認知症診療に取り組む医師の対談記事の中に「好かれる認知と嫌われる認知症」と書かれていました。
まだ研究中としながらも
認知症になってもよく笑い、家族も嬉しそうに見つめている幸せそうな方がいる。
家族が認知症になり「できなくなってしまったこと」ばかりに注目してしまい大切な父や母であることを見失う場合もある。
その違いは、それまでの人間関係が影響しているのではないか、と解説をされています。
これを読んで、私にも思い当たることがあります。
私の母は、父を亡くしてから子供たちを恨んでいた時期があり、認知症になるにつれて「言葉使い」や「顔つき」が険しくなり私たちも母に恐怖さえ感じた事があります。
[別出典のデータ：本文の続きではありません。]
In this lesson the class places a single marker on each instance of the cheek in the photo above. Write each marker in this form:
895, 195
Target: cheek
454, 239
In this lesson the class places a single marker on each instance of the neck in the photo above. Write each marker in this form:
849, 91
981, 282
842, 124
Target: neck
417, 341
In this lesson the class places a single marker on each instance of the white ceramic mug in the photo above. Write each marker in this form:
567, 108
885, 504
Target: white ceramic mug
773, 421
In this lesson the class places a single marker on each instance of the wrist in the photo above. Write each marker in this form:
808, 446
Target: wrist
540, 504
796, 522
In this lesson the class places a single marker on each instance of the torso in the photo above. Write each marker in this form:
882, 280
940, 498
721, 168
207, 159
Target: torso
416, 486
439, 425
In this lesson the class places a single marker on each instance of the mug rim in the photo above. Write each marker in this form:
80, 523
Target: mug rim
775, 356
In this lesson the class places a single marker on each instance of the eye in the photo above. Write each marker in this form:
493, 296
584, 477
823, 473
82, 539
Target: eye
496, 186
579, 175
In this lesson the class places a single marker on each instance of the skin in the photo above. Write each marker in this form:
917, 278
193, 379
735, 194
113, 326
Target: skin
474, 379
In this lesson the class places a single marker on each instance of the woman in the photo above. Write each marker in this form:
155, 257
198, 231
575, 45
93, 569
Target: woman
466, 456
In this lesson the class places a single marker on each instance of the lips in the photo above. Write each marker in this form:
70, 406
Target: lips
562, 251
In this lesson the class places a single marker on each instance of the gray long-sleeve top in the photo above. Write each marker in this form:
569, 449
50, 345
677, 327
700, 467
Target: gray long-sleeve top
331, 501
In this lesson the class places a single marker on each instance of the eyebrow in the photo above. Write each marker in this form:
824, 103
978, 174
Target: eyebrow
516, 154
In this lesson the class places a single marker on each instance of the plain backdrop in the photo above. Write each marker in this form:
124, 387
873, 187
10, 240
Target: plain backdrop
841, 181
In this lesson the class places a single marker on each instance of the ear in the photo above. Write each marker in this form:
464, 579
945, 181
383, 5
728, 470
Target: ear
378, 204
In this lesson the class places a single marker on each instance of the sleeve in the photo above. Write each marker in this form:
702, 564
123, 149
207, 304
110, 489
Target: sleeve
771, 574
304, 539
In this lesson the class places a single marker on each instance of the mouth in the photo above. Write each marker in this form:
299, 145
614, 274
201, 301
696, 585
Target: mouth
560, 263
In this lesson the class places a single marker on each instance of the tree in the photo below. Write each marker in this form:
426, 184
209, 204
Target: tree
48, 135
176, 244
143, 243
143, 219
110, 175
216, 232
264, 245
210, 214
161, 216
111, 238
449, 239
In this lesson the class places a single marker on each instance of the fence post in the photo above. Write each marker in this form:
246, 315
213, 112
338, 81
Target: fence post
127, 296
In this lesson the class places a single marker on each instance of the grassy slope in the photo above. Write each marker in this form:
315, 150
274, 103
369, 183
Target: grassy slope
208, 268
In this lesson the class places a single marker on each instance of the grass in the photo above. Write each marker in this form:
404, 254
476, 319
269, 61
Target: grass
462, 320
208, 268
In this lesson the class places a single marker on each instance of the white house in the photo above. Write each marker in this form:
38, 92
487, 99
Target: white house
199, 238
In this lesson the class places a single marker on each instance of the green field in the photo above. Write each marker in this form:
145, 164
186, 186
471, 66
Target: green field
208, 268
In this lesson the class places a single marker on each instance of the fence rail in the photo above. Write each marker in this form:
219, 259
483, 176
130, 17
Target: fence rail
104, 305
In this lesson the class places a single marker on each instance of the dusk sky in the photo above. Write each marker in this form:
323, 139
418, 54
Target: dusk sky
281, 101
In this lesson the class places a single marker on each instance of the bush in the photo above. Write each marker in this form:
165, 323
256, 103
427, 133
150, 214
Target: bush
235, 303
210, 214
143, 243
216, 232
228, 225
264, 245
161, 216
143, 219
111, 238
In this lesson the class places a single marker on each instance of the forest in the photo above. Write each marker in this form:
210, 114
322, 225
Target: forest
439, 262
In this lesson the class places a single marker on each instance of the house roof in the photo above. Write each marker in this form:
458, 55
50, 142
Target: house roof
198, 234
老人ホームに入所し、私達家族や優しい介護スタッフの方との接触が増えるとともに、穏やかさを取り戻してきました。
その後の認知症を理解した環境が実母を変えてくれたのだと思います。
主人に認知症の気配が見えたのは一カ月半の入院を終えた頃からです。
もともと人付き合いが悪く思いやりが出にくい人で、嫌われキャラを自負しているタイプでした。
私も時として言い方や態度がきつくなり、ギスギスすることもありました。
その主人が物忘れが多くなったせいか、攻撃の原因を覚えられなくなった様子です。
以前をよく知る周囲の人からも「角が取れて丸くなったみたい」と言われるような変化です。
顔色を伺いながら対応していた私も、肩ひじ張らずに笑いながら過ごす時間が増えました。
主人の変化で人間関係が良好になり、私も残されている機能をポジティブに捉えられるようになりました。
対談の中で医師はこんなことを言っていました。
「病気でなくても気分がふさいでいれば病的」
「逆に病気をいくつも抱えていても自分の身体とうまく折り合いをつけながら生活することができれば健康的」ということができる。
この考え方をポジティブヘルスといいます。
認知症は年齢が一番の危険因子で誰もがかかりうる病気です。
最も大切なのは「認知症の人」として区別しないこと。軽度の認知症患者さんの言動は健康な人と少しも変わらない。
なるほどね・・・ と感じました。